Die erheblichen baulichen Überreste, besonders in Worms und Speyer, geben Zeugnis für diese einzigartige jüdische Kultur, die gerade im Austausch mit der christlichen Kultur der drei rheinischen Bischofsstädte einen eigenen Charakter fand. Der jüdische Friedhof „Heiliger Sand“ in Worms ist der älteste erhaltene jüdische Friedhof in Europa.

Er entstand zur Zeit der Einweihung der ersten Wormser Synagoge um das Jahr 1034. Die ca. 2.000 Gräber des Friedhofs, darunter auch etliche Grabdenkmäler berühmter Rabbiner, sind bis heute ein Ziel für jüdische Besucher aus der ganzen Welt. Aus Mainz, wo die baulichen Überreste weniger umfangreich sind, stammen immerhin die ältesten jüdischen Grabsteine nördlich der Alpen: Die Stadt beherbergte bis zum 11. Jahrhundert die älteste und bedeutendste jüdische Gemeinde Mitteleuropas.

In Speyer konzentrieren sich die kultischen Überreste der mittelalterlichen jüdischen Gemeinde um den sogenannten Judenhof in der Kleinen Pfaffengasse. Die Gemeinde konnte gegen Ende des 11. Jahrhunderts dank der Unterstützung durch den Speyerer Bischof Rüdiger Huzman in der Domstadt Fuß fassen. Im Judenhof entstand in der Folge eine Männersynagoge, die zu den ältesten Synagogen nördlich der Alpen zählt und später um 1250 durch ein Frauenbethaus ergänzt wurde.

Jüdisches Ritualbad
Jüdisches Ritualbad

Das kaum jüngere jüdische Ritualbad (Mikwe) von Speyer blieb nahezu unverändert erhalten: Ein tonnengewölbtes Treppenhaus führt über einen Vorraum zum 10 m tief gelegenen quadratischen Badeschacht mit Kreuzgratgewölbe. Hier wurde die nach den mosaischen Gesetzen vorgeschriebene kultische Reinigung durch Untertauchen in kaltes „natürliches“ Wasser vorgenommen.

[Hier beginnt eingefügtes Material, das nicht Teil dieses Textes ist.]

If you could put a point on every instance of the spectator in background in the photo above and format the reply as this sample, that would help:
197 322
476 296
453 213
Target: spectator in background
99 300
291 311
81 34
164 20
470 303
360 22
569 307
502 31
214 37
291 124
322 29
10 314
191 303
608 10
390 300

Das Ensemble des Judenhofs hat im Jahr 2010 mit der Eröffnung des Museums SchPIRA eine wichtige Ergänzung erfahren: Das didaktisch gut aufbereitete Museum vermittelt den Besuchern mit Hilfe seiner archäologischen Exponate und Texttafeln einen Einblick in das kultisch-rituelle Leben der Speyerer Juden (Synagoge, Ritualbad und Friedhof).

Unabhängig von den Bemühungen der SchUM-Städte, auf die Welterbeliste zu gelangen, werden derzeit gerade beim Museum „SchPIRA“ weitere Angebote entwickelt: Neben einem neuen Medienraum, in dem mehrsprachige Filme zur Mikwe bzw. zum Judenhof präsentiert werden, ist im Januar 2013 eine interaktive Medienstation als weitere kleine Attraktion eingerichtet worden. Zwischen November 2012 und Frühjahr 2013 wurden im Museum in einer mehrmonatigen Schau die aktuellen Erkenntnisse der Bauforschung und Archäologie zum Judenhof präsentiert. Die Ausstellung war zugleich vorbereitender Teil eines großen Buchprojekts zum Thema. Derzeit (Sommer 2014) stehen die Planungen für die Umsetzung einer neuen Homepage des Jüdischen Museums an.